Zusätzlich wurden alle Arbeiten berücksichtigt, die die 2012 erschienene dänische
Leitlinie ausgewählt hatte [10], mit deren Leitung bez. ihres Suchalgorithmus ebenfalls Kontakt aufgenommen worden
war.
Die vom Koordinator nach Themengebieten vorsortierte Literatur wurde allen Mitgliedern
der Leitlinie über das Portal Leitlinienentwicklung als Volltext zur Verfügung gestellt.
Zusätzlich wurde allen Mitgliedern die Möglichkeit gegeben, Volltexte weiterer Arbeiten
anzufordern und bei der Leitlinienerstellung zu berücksichtigen.

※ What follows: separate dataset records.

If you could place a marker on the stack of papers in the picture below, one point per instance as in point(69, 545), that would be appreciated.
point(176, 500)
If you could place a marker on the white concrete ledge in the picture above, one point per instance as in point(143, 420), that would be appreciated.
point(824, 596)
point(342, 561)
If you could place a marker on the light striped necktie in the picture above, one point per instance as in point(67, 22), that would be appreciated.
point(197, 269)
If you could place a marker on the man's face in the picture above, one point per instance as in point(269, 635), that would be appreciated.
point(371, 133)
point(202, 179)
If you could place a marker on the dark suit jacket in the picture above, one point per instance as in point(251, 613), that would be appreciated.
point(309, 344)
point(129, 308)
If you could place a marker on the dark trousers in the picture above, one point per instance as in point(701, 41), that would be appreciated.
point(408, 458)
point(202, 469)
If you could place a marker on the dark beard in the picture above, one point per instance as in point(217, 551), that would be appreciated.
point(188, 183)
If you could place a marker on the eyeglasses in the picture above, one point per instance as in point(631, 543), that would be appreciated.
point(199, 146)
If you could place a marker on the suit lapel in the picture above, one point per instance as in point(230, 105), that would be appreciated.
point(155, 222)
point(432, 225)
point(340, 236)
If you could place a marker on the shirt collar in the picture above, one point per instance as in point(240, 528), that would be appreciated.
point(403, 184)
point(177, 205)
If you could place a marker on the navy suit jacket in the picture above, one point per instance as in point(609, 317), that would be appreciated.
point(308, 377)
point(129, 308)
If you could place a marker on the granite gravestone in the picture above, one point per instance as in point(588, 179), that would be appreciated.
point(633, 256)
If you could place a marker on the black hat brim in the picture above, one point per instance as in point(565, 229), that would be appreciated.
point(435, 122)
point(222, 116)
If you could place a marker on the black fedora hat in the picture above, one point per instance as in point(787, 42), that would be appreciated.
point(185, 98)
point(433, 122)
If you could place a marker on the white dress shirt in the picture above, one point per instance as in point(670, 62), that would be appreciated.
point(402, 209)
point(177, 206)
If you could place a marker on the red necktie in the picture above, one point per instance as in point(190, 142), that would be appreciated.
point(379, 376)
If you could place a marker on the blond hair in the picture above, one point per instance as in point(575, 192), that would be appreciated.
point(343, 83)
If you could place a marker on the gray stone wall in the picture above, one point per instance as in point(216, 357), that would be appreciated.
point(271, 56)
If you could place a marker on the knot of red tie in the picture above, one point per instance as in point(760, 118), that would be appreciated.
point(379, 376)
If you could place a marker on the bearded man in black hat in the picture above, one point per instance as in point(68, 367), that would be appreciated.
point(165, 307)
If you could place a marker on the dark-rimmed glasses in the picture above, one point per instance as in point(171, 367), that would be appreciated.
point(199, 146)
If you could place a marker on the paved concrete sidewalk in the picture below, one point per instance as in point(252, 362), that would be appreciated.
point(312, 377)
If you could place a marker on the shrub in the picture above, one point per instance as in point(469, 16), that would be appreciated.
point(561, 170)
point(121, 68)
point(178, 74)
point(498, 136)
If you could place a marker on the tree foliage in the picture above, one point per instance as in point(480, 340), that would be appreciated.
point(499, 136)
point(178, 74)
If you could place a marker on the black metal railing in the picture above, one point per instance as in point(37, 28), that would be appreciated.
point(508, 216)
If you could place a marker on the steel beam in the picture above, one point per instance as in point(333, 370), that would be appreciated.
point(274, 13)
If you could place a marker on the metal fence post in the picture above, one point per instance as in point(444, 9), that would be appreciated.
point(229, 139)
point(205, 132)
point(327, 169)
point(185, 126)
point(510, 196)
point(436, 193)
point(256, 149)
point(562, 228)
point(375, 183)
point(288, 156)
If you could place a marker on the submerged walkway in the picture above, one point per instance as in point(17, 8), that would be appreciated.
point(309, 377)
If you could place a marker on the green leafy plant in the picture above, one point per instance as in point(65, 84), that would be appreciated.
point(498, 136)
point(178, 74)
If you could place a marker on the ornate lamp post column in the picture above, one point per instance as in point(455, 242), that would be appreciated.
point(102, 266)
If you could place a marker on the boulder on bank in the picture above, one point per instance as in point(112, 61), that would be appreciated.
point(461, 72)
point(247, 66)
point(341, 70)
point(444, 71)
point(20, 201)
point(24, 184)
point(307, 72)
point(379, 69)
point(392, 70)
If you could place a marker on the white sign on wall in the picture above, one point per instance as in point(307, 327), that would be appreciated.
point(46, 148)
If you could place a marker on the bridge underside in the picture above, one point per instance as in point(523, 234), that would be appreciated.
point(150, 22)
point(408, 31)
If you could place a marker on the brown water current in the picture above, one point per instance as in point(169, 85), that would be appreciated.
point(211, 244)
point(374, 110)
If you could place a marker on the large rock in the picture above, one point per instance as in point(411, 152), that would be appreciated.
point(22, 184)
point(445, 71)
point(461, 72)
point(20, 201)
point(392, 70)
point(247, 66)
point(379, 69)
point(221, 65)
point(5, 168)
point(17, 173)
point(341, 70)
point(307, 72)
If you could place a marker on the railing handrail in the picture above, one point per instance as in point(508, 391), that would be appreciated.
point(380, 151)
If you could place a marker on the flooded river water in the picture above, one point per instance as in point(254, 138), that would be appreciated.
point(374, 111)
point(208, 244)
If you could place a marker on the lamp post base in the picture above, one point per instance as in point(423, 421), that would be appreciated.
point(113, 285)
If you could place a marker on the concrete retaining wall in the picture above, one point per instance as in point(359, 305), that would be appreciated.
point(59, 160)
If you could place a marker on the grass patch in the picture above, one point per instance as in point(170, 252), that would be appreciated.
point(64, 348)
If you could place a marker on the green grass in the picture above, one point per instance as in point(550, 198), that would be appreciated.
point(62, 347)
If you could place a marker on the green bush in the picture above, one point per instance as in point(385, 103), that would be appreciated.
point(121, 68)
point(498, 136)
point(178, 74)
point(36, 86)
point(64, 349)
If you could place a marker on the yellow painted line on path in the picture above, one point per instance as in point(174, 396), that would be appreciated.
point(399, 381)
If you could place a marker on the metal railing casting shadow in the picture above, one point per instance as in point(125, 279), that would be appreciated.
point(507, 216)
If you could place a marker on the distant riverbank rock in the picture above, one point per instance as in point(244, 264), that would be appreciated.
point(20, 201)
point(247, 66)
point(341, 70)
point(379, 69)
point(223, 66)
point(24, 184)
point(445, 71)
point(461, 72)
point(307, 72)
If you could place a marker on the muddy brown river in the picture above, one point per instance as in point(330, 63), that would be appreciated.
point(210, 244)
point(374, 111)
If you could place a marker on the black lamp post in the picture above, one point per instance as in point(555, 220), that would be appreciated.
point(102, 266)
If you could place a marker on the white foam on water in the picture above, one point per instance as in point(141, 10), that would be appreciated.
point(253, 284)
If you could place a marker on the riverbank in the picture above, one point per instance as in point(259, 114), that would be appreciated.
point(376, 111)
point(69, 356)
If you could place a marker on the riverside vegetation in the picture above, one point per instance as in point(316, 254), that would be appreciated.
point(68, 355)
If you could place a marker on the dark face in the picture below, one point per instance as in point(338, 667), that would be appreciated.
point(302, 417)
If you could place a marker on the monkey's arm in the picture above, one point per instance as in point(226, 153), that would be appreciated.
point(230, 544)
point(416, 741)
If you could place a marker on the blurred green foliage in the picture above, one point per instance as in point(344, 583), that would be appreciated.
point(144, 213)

1.3.3. Finanzierung/Interessenskonflikte
Die Leitlinie wurde vollständig von der Deutschen Gesellschaft für Gastroenterologie,
Verdauungs- und Stoffwechselkrankheiten (DGVS) und der Deutschen Gesellschaft für
Allgemein- und Viszeralchirurgie (DGAV) finanziert. Die Erarbeitung erfolgt in redaktioneller
Unabhängigkeit von den finanzierenden Fachgesellschaften. Alle Mitglieder der Arbeitsgruppen
haben sich ehrenamtlich an der Leitlinie beteiligt. Alle Beteiligten gaben Interessenskonflikterklärungen
ab, die von der Leitungsgruppe gesichtet und als unkritisch bewertet wurden. Sie sind
im Leitlinienreport veröffentlicht, der von der Internetseite der AWMF sowie der DGVS
abrufbar ist.
1.3.4. Prozess der strukturierten Konsensfindung
Von den Arbeitsgruppen wurden auf der Grundlage der vorhandenen Literatur Empfehlungen
erstellt und kommentiert. Über die innerhalb der Arbeitsgruppen konsentierten Empfehlungen
wurde über ein internetbasiertes Portal („Portal Leitlinienentwicklung“) online von
allen Mitgliedern der Leitlinie abgestimmt (erstes Delphi-Verfahren). Alle hierin
mit starkem Konsens (> 95 %) zugestimmten Empfehlungen galten als angenommen und wurden
in der Konsensuskonferenz lediglich vorgestellt. Alle weiteren Empfehlungen wurden
im Rahmen der Konsensuskonferenz von den Arbeitsgruppen vorgestellt. Die Arbeitsgruppen
berücksichtigten hierbei online von Mitgliedern der Leitlinie im Vorfeld gegebene
Kommentare und stellten sie zur Diskussion. Ebenfalls wurde Literatur berücksichtigt,
die zwischen Abschluss des Delphi-Verfahrens und der Konsensuskonferenz erschienen
war. Alle Empfehlungen wurden von den Arbeitsgruppenleitern vorgestellt. Die Diskussion
wurde jeweils von Moderatoren geleitet, die nicht der Arbeitsgruppe angehörten. Anschließend
wurde abgestimmt. Hierfür stand ein anonymes elektronisches Abstimmungssystem (TED)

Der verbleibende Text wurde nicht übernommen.